Dense Packing with a Cool Machine: No guess work!

airlock-pressure-gauge copyIt is all in the gauge! Cool Machines come with an airlock gauge which tells you exactly how much pressure you are using to dense pack material into a wall system. We eliminate the guess work. Here is how to dense pack accurately.

How to set a Cool Machine’s PSI

Every Cool Machine has an airlock with a pressure gauge. A green indicator marks the acceptable dense pack ranges (3.5 to 4.0 PSI).

All you need to do is attach the amount of hose you need[1. 1-If you add or remove a section of hose during the same job, recalibrate the pressure. Additional hose will cause a drop in PSI. Less hose will cause an increase in PSI.] for your particular job. Place the end of your hand over the end of the hose to cuff the air. Turn the blower on and using the variable control blower dial turn it up or down to gain the right pressure.

That is all! No special tools, measuring devices are needed. You get the exact pressure every time!

Choosing the Right Material for Dense Pack

Whether you use cellulose, fiberglass or rockwool, there are no special materials for dense packing. Companies tout particular material for various applications, however, standard insulating materials are sufficient. With dense packing, your concern is packing the material in at the correct PSI. When doing so, it does not matter whether you use a stabilized product or not. Do not concern yourself with paying for expensive products that include starch. Those materials create more dust and do not perform unless they are activated by water. Additionally, they are more expensive.

Some companies require certification training so you can use their product for dense packing. I do not make it a practice to speak negatively about any particular brand of insulation or machine. Therefore, I will not name them here. Just be aware that dense packing does not require any special certification. Maybe to use someone’s particular product, you need to pay for their training, however there are plenty of products available to all contractors whether you have training or not.

We have seen particular contractors require a brand-name system. Unless you can convince the contractor otherwise, you will have to meet their demands to win their project. Also, you may need certifications to perform certain government-sponsored jobs. However, generally-speaking, you do not need specialized certification.

Dense Packing in New Construction

Whether you use cellulose or fiberglass, the method is the same. You need to create a temporary “wall” to hold the insulating material in place and to resist bulging.

When using cellulose, you will definitely want to use a fabric material (i.e., Insulweb or IC Pro Pack). These fabrics are very sturdy and will prevent bulging when the appropriate PSI is used when dense packing. You will need to affix the fabric to the wall, using a pneumatic stapler, stapling the material every inch on the wall studs. After stapling, cut a slit in the fabric and attach a section of PVC pipe to the end of your hose (about 4’ is a good length). Stick the pipe into the wall and fill the upper part then the lower.

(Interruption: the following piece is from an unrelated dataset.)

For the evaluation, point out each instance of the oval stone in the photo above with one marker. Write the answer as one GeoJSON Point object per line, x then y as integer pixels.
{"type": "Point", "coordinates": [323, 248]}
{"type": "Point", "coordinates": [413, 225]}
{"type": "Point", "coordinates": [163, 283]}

When using fiberglass, since the material does not produce the same amount of visual dust [2. 2-It is still very dusty and a mask is necessary. You just don’t have the cloudy cellulose impairing your vision], you can use the more inexpensive netting (i.e., 1/6 inch mesh). Again, the process is the same as cellulose above.

Rockwool is used to create a dense, sound deadening barrier. This is very commonly used to isolate home theater and sound studio walls. Often it is easier to find and install panels of rockwool, yet you can dense pack this as well with excellent results.

Dense Packing in Existing Construction

You will want to use a smaller diameter hose. I recommend a 1-1/2 inch hose that is 8 feet long. The larger diameter will minimize hose plugging and allow more material to flow making the job faster. Make sure that when you are reducing from 3 inches to 1-1/2 inches that you allow about 4 feet of reducing steps. Going from 3 inches to 1-1/2 inches in one step will make your job more prone to plugging the hose.

Drill a 2 1/2” or 3” hole into every insulatable[3. 3-Be very careful to walk through the inside of the house to avoid cold-air return cavities and spaces where walls are not sturdy–behind cabinets, thin plywood walls]. cavity. Drill the hole close to the bottom sill plate. With existing walls, the process is a bit more difficult. You are blind to the material as it flows into the cavity. You are able to feel and see the insulation pack in the clear vinyl hose as it fills the cavity. Insert the vinyl hose, into the cavity and “snake” it up the wall. Cutting a 45 degree angle on the hose will allow it to go more smoothly into the wall system.